The End Brooklyn in a new lawsuit accuses Starbucks of trademark infringement, arguing that the color-changing "Unicorn Frappuccino" recently introduced by the Seattle chain overshadows the smaller company's health-conscious "Unicorn Latte."
The End started selling the Unicorn Latte in December, and has had a trademark application for the drink name pending since January, the company said in a Brooklyn federal court complaint filed Wednesday.
Starbucks launched the Unicorn Frappuccino in April as a limited-run item. The sweet offering quickly gained considerable media and consumer attention.
The drinks are similar in that neither contains coffee, but they are on opposite ends of the healthy consumption spectrum. The End says its Unicorn Latte is made from ingredients like dates, ginger root, cashews, blended with "healthy" dried maca root, vanilla bean, and blue-green algae.
The lawsuit, quoting from Starbucks’ website, says the larger competitor's drink is made from milk and artificial sweeteners.
"The size of and scope of Starbucks’ product launch was designed so that the Unicorn Frappuccino would eclipse the Unicorn Latte in the market," confusing the Brooklyn company's customers, the lawsuit alleges. "In addition to having a highly similar name, Starbucks’ Unicorn Frappuccino shares visual similarities to the Unicorn Latte in that both were brightly colored and featured the colors pink and blue prominently."

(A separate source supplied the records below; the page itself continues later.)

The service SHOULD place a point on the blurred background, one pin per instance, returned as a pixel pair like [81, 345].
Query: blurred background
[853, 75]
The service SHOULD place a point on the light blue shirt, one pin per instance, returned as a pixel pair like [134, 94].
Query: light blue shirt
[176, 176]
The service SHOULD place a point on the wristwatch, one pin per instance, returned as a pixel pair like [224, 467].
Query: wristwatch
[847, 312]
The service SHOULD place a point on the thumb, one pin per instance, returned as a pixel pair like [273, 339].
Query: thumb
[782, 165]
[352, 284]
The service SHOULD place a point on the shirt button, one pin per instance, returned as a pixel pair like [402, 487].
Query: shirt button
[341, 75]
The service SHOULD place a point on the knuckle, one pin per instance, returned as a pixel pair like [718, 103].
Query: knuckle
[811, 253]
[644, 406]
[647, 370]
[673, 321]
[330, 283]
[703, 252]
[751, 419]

Starbucks said it was aware of the claims "and believe they are without merit."
"The Starbucks Unicorn Frappuccino blended beverage was inspired by the fun, spirited and colorful unicorn-themed food and drinks that have been trending in social media," the company added in a formal statement. "The beverage was offered for a limited time in April and is no longer available in our stores."

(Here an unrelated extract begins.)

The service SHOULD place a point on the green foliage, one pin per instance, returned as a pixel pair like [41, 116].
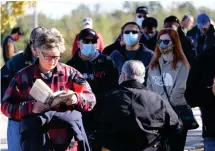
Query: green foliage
[107, 23]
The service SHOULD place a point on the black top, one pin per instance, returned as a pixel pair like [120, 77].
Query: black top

The Brooklyn cafe, located in New York City's hipster Williamsburg neighborhood, nonetheless seeks unspecified compensation and a public apology.
Montauk Juice Factory, the cafe's parent company, created the Unicorn Latte "that our clients transformed into a social media sensation, developed (as) a famous and valuable trademark, and took the appropriate steps to protect," attorney Josh Schiller said in a written statement. "Starbucks, with its thousands of coffee shops, launched a competing product with a similar look and name, and marketed it in the same channels where our client's product became famous."